Appellant raises four grounds of error. In his second ground of error, Appellant contends the trial court erroneously admitted evidence of an extraneous offense over Appellant’s objection. In his third ground of error, Appellant urges the trial court erred in overruling Appellant’s motion for a mistrial based on the improper admission of the extraneous offense. We sustain the second and third grounds of error.

Appellant was charged with aggravated robbery of a jewelry store. While investigating the robbery, a Houston police detective received information that Appellant and another individual would be at a certain address in a stolen Chevrolet Corvette. The detective and other Houston police officers set up surveillance on the address and subsequently arrested Appellant and the other person.

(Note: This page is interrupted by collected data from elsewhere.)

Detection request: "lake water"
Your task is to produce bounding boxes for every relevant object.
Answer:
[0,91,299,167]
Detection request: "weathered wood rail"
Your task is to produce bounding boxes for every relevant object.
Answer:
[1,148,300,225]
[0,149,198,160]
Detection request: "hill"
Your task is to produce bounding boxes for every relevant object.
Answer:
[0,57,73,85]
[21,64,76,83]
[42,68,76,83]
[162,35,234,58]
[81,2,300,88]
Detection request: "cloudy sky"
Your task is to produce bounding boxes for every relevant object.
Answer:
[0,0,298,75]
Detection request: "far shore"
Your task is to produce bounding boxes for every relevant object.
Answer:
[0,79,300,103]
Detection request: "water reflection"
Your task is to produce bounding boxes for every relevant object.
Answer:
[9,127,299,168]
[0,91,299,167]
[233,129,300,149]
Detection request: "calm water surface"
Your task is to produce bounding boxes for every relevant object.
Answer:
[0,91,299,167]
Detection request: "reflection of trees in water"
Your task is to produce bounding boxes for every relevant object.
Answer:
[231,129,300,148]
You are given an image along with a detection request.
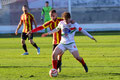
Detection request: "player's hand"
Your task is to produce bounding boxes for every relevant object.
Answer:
[92,37,97,42]
[41,33,49,37]
[27,31,32,35]
[15,30,18,35]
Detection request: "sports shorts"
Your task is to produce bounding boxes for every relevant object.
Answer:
[21,32,33,40]
[57,42,78,53]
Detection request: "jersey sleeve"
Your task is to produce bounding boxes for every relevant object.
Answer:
[74,22,82,31]
[30,14,34,20]
[32,26,44,33]
[42,21,51,28]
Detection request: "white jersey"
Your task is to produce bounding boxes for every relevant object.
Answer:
[56,21,80,44]
[48,21,93,45]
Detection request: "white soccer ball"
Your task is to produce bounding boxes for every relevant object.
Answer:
[49,68,58,77]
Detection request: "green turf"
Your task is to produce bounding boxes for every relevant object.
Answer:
[0,33,120,80]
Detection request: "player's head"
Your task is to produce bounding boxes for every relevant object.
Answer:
[45,1,49,7]
[62,12,71,24]
[22,5,28,13]
[49,9,57,21]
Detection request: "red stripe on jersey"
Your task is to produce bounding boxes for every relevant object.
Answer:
[53,33,57,44]
[52,21,55,29]
[79,27,82,31]
[27,15,29,32]
[23,15,26,32]
[70,27,76,30]
[56,20,59,27]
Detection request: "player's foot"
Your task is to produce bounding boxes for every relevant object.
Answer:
[58,63,62,72]
[37,47,40,55]
[83,63,88,72]
[22,52,29,55]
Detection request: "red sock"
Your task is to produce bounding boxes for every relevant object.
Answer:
[81,58,85,65]
[52,60,57,69]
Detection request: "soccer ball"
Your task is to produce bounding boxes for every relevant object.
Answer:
[49,68,58,77]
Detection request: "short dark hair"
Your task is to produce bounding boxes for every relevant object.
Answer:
[62,12,71,19]
[46,1,49,3]
[23,5,28,8]
[49,9,56,14]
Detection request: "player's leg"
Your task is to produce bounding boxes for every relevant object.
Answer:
[57,54,63,72]
[28,34,40,54]
[71,51,88,72]
[52,44,65,69]
[53,44,62,72]
[21,33,28,55]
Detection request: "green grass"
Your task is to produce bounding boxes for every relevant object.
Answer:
[0,32,120,80]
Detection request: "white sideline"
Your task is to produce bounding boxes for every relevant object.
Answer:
[0,23,120,34]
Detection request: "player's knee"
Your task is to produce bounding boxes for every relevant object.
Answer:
[29,40,34,44]
[75,56,80,61]
[52,52,57,59]
[21,40,25,44]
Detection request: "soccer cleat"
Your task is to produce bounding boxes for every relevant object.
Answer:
[83,63,88,72]
[37,47,40,55]
[58,63,62,73]
[22,52,29,55]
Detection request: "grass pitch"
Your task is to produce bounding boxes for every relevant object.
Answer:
[0,32,120,80]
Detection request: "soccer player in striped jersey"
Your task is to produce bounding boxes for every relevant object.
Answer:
[28,9,74,72]
[42,12,97,74]
[15,5,40,55]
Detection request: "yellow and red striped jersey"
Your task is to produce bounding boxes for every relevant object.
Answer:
[42,17,63,44]
[21,13,34,33]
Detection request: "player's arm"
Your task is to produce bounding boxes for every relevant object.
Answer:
[41,26,60,37]
[27,22,50,35]
[75,23,97,42]
[27,26,44,35]
[33,18,37,28]
[41,8,44,21]
[15,20,23,35]
[80,29,97,42]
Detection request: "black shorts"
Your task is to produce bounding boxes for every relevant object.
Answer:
[21,32,33,40]
[53,44,58,51]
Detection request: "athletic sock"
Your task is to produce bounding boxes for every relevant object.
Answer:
[52,60,57,69]
[32,43,38,49]
[81,58,86,66]
[22,44,27,52]
[77,58,85,65]
[57,60,61,69]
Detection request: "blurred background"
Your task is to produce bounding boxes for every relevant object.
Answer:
[1,0,120,33]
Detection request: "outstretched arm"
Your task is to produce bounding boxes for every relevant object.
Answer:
[80,29,97,42]
[41,28,60,37]
[27,26,44,35]
[33,18,37,28]
[15,20,23,35]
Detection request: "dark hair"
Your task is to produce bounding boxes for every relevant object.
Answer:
[46,1,49,3]
[23,5,28,8]
[62,12,71,19]
[49,9,56,14]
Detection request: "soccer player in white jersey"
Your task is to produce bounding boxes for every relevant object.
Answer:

Appellant filed a Motion to Suppress and a Motion in Limine. The hearing on the pre-trial motions revealed that the Houston Police Department detective did not know the identity of the informant, had no reason to believe the information was true, had no information of the informant’s whereabouts and assumed that the informant had used a phony name. The detective further testified that when he first went to the address given him by the informant, he saw a red Corvette and could not determine that it was, in fact, stolen. He contacted other police officers and asked them to assist him in a surveillance of the residence and started the surveillance the following morning. The surveillance continued for 8½ hours. During this time the detective did not obtain a search warrant or an arrest warrant because he realized he did not have probable cause. The police subsequently arrested a third party when he entered the Corvette, and the police observed Appellant looking out of an apartment window at the time of this arrest. Appellant was then arrested for the reason that he might escape, and for no other reason. The alleged theft of the Corvette had nothing to do with the aggravated robbery for which Appellant was charged, and Appellant was never seen exercising any possession or control over the Corvette, nor was he ever seen in the vicinity of the Corvette.

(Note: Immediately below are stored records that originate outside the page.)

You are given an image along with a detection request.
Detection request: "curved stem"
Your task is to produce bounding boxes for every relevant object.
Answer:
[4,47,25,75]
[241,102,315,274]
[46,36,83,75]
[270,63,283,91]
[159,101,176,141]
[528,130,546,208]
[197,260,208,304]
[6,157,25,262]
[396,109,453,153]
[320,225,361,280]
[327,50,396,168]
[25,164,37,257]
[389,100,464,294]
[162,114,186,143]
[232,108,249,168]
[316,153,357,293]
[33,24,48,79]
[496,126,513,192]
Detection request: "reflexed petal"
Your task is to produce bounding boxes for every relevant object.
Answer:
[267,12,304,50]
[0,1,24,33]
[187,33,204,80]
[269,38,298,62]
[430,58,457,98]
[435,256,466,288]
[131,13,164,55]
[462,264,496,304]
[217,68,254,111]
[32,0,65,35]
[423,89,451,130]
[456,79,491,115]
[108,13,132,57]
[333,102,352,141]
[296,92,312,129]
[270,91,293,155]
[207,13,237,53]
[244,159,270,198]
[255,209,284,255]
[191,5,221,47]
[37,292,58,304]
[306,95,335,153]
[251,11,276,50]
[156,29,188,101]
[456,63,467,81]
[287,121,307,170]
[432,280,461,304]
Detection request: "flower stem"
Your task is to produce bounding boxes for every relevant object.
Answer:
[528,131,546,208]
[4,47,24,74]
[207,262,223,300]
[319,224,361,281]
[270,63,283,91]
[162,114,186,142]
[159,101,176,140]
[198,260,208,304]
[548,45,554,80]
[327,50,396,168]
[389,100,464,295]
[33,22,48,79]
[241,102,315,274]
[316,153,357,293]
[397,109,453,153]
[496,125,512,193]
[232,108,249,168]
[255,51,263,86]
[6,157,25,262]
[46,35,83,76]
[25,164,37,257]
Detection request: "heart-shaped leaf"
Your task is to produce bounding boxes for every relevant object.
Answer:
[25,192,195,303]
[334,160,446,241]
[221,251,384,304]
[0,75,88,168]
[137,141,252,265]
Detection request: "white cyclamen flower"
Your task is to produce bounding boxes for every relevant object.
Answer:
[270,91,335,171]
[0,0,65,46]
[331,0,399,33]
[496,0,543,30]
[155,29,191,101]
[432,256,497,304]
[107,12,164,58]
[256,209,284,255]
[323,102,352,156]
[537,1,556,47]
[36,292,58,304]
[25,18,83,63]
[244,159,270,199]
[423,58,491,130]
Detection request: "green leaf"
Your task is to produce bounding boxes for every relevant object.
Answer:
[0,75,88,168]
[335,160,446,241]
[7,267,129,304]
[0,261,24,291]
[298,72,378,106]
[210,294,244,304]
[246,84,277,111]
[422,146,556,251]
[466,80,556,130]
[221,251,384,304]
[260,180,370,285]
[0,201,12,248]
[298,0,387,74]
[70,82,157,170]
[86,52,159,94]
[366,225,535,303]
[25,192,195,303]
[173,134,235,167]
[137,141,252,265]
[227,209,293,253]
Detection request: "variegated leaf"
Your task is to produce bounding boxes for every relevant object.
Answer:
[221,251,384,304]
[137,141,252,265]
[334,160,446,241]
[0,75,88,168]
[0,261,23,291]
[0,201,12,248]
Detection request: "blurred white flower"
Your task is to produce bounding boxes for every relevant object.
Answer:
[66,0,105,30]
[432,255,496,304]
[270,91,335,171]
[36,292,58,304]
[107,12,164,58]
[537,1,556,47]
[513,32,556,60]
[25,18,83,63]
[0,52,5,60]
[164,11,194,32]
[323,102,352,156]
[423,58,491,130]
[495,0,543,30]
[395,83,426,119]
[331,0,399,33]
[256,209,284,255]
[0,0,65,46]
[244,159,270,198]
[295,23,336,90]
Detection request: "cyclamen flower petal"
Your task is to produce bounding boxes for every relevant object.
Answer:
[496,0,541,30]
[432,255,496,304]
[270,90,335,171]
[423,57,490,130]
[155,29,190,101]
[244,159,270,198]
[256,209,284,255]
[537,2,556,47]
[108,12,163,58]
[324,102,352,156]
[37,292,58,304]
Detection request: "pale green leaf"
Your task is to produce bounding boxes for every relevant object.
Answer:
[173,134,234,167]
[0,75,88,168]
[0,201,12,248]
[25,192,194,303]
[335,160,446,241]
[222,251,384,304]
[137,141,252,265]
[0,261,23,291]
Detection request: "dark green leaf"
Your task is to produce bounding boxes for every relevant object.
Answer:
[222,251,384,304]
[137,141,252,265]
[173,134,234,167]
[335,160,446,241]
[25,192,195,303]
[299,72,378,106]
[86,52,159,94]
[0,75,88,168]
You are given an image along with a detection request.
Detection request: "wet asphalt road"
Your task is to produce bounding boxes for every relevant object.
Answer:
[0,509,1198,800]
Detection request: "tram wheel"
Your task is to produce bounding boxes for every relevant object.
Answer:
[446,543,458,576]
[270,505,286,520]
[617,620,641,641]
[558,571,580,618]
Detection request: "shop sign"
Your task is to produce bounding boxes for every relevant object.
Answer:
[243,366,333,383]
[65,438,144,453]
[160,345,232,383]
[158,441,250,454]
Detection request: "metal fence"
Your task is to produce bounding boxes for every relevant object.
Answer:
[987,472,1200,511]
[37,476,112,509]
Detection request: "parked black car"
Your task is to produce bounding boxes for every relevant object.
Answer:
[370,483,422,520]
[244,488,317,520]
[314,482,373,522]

After the hearing on the pre-trial motions, the court granted Appellant’s Motion in Limine to the extent that the State and its witnesses would be ordered not to offer any testimony concerning the extraneous offense of theft of an automobile.

At the time of trial, the State presented as a witness a Houston police officer who was asked by the State if he was investigating Appellant for any reason. The witness testified that he was investigating Appellant for theft of an automobile and for aggravated robbery. Appellant objected to the question and to the testimony, and the trial court overruled the objection notwithstanding the fact that the court had previously granted Appellant’s Motion in Limine prohibiting any evidence of an extraneous offense of theft of an automobile. Appellant’s timely motion for mistrial was denied. In overruling the objection and denying the motion for mistrial, the court committed reversible error.

It is a fundamental rule of law that an accused should be tried for the offense for which he is charged, and none other. Hafti v. State, 416 S.W.2d 824 (Tex.Cr.App.1967). There was no issue of identity, intent or motive raised by any of the evidence which would permit the introduction of the extraneous offense of theft of an automobile. Appellant did not testify or present any witnesses in his behalf, or raise any defensive theory that might have opened the door for the introduction of the extraneous offense. Therefore, reversible error was committed by the admission of the extraneous offense. Rogers v. State, 484 S.W.2d 708 (Tex.Cr.App.1972). See also Franklin v. State, 488 S.W.2d 826 (Tex.Cr.App.1972); and Solsona v. State, 140 Tex.Cr.R. 305, 144 S.W.2d 270 (1940). Grounds of error two and three are sustained.

Appellant further raises, in ground of error four, the wrongful admission into evidence of a document purporting to show that Appellant was previously convicted of a felony. Because of our ruling on grounds of error two and three, it is unnecessary to go into detail on Appellant’s ground of error four. However, the evidence of a prior federal judgment and sentence against Appellant was improperly admitted into evidence because it was not properly certified under TEX.REV.CIV.STAT.ANN. art. 3731a (Vernon Supp.1982-1983). Appellant’s fourth ground of error is sustained.

The judgment of the trial court is reversed and the cause is remanded to the court for new trial.